— One day in medical clinics, the big picture of a patient's state of health may be found in little pictures from the mouth, says Li Mao, MD, a new professor at the University of Maryland Dental School.
The mouth or oral cavity area is an excellent indicator of the whole body's health, says Mao, who is the chair of the new Department of Oncology and Diagnostic Sciences at the School.
Mao recently joined the Dental School to be at the forefront of a movement to retool dental education, he says, to make dentists practice more within the bigger health care community.
Future lung cancer prevention trials, for example, could soon be designed so that surface tissues inside the cheek could be checked to detect tobacco-induced damage in the lungs, according to a study led by Mao last year published in the journal Cancer Prevention Research.
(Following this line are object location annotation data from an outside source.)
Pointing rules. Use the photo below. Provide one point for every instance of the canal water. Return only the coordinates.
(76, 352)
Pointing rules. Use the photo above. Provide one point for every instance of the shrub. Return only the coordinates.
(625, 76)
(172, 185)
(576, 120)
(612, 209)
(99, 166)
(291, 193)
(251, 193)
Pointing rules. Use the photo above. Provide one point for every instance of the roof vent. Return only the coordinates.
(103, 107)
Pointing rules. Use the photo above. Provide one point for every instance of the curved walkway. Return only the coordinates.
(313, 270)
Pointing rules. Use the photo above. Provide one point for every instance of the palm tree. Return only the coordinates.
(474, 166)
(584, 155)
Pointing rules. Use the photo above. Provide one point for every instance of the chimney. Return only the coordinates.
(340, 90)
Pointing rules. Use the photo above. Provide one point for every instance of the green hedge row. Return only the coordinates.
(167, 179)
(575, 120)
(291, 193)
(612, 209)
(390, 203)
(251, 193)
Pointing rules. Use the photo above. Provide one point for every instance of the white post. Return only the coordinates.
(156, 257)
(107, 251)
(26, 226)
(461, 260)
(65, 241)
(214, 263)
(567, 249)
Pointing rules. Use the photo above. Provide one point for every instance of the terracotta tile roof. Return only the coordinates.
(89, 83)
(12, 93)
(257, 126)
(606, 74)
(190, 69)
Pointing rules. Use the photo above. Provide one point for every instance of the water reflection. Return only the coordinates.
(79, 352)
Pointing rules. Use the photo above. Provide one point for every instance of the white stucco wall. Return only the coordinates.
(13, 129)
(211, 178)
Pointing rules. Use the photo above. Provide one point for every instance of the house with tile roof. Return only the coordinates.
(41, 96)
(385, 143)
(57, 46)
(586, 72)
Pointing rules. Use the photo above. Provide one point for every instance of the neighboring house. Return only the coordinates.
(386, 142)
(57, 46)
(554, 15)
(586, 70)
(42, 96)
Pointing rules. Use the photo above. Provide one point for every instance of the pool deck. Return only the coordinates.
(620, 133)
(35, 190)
"We hypothesized that tobacco-induced molecular alterations in the oral epithelium are similar to those in the lungs," says Mao. "This might have broader implications for using the mouth as a diagnostic indicator for general health."
University of Maryland Dental School Dean Christian S. Stohler, DMD, DrMedDent, a leader in the movement to retool dental education, says, "I feel that dentists should play a major role in prevention of cancer and Dr. Mao is the leading oral cancer researcher in the country. He crosses the bridge between medicine and dentistry. Being a physician helps expand dental health care and he wants to change how patients are being treated because his background is in head and neck cancer."
Mao believes that system biology-based approaches -- the pinpointing of molecular changes in living tissue -- is becoming an important technology in cancer studies and biomarker discovery. He says that 50 percent of oral cancer patients get diagnosed too late.